Following the panel discussion, the floor was opened for questions from the audience. Expanding on earlier discussion, an audience member asked if, in the absence of toxicity and progression, patients have a deep response to a drug like ipilimumab or nivolumab, what the duration of therapy should be before consideration is given to taking patients off the drug.

In response, McDermott pointed out that there are not many data to guide practice. The phase I studies of nivolumab in RCC only had about 30 patients at the 2-year point when the drug was stopped. In contrast, the melanoma cohort at 2 years had closer to 100 patients. When these patients stopped at 2 years, some of them progressed, and only a subset was responsive to nivolumab when it was reintroduced.

Compared to melanoma studies, the kidney cancer response rate is lower, as is the number of patients who continue to respond off drug. For this reason, there will be a group of patients who come off therapy, progress, and are then unable to respond to salvage treatment.
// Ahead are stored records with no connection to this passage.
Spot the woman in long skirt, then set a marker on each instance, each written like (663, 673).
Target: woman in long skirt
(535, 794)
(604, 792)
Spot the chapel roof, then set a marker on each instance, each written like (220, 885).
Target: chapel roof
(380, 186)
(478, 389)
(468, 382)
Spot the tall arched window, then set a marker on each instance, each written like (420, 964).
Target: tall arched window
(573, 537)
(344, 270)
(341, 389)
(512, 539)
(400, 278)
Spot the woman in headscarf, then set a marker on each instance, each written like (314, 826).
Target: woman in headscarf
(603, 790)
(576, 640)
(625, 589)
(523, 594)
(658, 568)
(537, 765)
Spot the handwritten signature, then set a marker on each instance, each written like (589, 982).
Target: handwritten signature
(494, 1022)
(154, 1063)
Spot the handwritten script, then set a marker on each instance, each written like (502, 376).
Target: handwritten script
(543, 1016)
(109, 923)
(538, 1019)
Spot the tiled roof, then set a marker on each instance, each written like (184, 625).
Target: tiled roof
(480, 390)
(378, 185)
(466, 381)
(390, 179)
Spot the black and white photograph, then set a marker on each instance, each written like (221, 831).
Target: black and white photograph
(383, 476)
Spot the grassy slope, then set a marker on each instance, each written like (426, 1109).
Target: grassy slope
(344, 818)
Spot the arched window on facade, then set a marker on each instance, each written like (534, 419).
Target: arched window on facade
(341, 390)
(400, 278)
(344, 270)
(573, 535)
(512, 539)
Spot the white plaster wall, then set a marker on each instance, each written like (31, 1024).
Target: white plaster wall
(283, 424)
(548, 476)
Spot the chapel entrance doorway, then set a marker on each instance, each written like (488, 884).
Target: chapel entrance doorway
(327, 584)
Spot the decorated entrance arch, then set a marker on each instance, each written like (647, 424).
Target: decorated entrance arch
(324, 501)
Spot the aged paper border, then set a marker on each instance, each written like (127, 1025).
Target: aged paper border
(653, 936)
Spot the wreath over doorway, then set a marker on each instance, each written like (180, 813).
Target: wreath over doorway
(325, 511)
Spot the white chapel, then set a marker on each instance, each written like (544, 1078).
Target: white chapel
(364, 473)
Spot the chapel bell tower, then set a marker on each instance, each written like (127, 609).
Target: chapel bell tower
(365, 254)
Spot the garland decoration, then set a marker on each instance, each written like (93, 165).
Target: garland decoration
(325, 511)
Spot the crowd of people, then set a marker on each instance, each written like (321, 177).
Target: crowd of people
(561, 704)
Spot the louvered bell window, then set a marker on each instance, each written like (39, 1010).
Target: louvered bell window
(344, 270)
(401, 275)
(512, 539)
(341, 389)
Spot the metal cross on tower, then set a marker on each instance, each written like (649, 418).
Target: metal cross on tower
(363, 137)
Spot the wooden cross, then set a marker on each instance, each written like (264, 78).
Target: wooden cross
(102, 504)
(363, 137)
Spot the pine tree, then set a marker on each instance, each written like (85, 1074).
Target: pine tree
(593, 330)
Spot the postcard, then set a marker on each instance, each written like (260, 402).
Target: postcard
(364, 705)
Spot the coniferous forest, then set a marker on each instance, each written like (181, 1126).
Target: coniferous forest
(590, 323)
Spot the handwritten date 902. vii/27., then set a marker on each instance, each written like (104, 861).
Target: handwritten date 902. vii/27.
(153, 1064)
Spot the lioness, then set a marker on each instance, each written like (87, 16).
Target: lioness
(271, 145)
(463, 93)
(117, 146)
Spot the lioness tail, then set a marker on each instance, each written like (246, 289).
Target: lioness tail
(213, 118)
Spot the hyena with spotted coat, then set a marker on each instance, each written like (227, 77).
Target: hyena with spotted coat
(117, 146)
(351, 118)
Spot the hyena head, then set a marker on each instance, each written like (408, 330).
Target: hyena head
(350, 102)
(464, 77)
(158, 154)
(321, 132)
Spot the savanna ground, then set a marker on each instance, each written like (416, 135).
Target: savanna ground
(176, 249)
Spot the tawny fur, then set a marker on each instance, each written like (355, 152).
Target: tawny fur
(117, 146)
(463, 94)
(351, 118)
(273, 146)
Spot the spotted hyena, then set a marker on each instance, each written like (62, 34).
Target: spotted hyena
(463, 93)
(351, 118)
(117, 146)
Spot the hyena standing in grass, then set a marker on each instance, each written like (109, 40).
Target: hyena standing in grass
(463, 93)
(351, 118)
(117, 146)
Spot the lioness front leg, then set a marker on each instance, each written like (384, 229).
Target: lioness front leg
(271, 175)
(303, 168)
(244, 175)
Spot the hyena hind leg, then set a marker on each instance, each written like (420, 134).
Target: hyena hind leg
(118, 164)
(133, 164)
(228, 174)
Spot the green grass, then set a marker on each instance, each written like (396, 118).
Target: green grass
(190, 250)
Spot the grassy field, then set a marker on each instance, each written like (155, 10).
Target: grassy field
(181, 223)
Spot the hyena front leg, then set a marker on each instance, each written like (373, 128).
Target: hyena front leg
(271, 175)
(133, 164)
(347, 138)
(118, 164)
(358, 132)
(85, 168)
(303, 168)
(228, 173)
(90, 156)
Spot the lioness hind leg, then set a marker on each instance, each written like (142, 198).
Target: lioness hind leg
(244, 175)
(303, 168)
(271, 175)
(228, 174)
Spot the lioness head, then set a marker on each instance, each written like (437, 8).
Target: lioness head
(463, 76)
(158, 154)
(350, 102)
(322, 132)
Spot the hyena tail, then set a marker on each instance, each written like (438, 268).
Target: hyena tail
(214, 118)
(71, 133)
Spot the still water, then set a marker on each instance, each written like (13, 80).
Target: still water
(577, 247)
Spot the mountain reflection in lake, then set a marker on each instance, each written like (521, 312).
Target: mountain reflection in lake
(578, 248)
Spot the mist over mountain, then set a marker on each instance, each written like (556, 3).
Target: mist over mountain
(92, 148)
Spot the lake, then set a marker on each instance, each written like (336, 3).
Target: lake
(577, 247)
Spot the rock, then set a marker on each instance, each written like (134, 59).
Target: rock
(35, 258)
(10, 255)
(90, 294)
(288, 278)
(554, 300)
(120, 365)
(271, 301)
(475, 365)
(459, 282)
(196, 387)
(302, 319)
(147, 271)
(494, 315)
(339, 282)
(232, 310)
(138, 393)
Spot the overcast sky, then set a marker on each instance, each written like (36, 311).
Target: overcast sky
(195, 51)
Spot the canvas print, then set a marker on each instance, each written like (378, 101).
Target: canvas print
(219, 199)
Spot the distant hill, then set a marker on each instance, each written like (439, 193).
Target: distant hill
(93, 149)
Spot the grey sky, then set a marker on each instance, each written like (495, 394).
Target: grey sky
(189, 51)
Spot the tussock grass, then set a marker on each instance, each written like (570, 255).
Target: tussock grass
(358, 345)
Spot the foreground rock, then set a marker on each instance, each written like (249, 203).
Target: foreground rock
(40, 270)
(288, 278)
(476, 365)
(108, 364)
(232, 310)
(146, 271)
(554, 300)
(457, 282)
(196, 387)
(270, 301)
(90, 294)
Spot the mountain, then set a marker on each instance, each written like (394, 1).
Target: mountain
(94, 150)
Another audience member voiced disappointment that the panelists were not convinced that by 2020, physicians would be able to select appropriate treatment based on the patient profiles. Panelists countered that they do believe that they will be able to identify patients most likely to benefit from single-agent PD-1 therapy or VEGF TKIs. Even if combination therapies become first-line therapies, if there is a predictive marker, panelists indicated they would use single-agent PD-1.

“With better technologies and newer samples, I think we can come up with signatures for treatments,” commented McDermott.

Overall, panelists agreed upon the importance of investigating prognostic markers in order to prevent overtreatment or incorrect treatment of RCC and expressed enthusiasm for the forthcoming data on combination therapy selection and sequencing.